The Emotion of VMotion…
A lot has been said about the wonders of workload VM portability.
Within the construct of virtualization, and especially VMware, an awful lot of time is spent on VM Mobility but as numerous polls and direct customer engagements have shown, the majority (50% and higher) do not use VMotion. I talked about this in a post titled “The VM Mobility Myth:”
…the capability to provide for integrated networking and virtualization coupled with governance and autonomics simply isn’t mature at this point. Most people are simply replicating existing zoned/perimertized non-virtualized network topologies in their consolidated virtualized environments and waiting for the platforms to catch up. We’re really still seeing the effects of what virtualization is doing to the classical core/distribution/access design methodology as it relates to how shackled much of this mobility is to critical components like DNS and IP addressing and layer 2 VLANs. See Greg Ness and Lori Macvittie’s scribblings.
Furthermore, Workload distribution (Ed: today) is simply impractical for anything other than monolithic stacks because the virtualization platforms, the applications and the networks aren’t at a point where from a policy or intelligence perspective they can easily and reliably self-orchestrate.

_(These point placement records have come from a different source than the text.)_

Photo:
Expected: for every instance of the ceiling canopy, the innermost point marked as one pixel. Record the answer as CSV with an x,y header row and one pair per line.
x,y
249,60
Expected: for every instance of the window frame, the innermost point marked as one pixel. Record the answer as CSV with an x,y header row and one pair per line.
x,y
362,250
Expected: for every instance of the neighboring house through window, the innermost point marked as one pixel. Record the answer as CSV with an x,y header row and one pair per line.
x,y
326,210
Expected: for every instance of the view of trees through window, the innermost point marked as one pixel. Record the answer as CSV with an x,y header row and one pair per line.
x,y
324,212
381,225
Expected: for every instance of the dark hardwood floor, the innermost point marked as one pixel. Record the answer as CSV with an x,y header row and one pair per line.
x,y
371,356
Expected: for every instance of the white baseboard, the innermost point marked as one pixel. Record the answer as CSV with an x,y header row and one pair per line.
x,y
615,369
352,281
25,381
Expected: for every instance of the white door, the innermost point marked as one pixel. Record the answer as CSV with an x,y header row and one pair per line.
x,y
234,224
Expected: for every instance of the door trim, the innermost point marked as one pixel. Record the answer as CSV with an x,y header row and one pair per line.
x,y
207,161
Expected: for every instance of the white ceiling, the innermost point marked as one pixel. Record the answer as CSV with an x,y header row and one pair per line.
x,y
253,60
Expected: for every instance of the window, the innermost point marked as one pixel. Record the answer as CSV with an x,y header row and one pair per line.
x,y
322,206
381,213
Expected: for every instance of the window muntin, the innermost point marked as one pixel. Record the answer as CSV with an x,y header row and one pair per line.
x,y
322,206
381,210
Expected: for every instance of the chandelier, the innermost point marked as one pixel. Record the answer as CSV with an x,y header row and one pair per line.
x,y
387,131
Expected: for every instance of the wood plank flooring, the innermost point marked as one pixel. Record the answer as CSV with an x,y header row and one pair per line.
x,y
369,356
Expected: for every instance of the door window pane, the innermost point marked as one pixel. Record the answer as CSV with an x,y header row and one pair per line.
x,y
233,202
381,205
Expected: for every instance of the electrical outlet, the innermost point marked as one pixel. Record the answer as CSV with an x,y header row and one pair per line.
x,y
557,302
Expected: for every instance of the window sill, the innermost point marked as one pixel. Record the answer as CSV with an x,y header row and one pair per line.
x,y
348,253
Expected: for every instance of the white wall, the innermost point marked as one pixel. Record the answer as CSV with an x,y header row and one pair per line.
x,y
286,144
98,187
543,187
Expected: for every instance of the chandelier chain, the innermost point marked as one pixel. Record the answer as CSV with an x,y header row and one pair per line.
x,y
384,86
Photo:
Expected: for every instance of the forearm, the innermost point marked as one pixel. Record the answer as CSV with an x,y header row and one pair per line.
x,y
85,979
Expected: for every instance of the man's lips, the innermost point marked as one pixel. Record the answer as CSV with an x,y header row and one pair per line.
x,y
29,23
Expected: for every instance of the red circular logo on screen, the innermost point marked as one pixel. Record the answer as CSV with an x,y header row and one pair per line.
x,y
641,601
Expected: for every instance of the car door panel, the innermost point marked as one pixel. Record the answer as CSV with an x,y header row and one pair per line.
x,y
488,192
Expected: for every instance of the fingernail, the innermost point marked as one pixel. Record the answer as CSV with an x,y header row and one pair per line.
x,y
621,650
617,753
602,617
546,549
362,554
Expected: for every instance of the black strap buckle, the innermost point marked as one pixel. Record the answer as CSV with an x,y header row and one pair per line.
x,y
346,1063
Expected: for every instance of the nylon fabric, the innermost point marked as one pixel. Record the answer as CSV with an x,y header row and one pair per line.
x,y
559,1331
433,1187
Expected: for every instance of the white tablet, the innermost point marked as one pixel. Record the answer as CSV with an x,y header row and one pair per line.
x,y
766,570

That last point about “monolithic stacks” described what I talked about in my last post “Virtual Machines Are the Problem, Not the Solution” in which I bemoaned the bloat associated with VM’s and general purpose OS’s included within them and the fact that VMs continue to hinder the notion of being able to achieve true workload portability within the construct of how programmatically one might architect a distributed application using an SOA approach of loosely coupled services.
Combined with the VM bloat — which simply makes these “workloads” too large to practically move in real time — if one couples the annoying laws of physics and current constraints of virtualization driving the return to big, flat layer 2 network architecture — collapsing core/distribution/access designs and dissolving classical n-tier application architectures — one might argue that the proposition of VMotion really is a move backward, not forward, as it relates to true agility.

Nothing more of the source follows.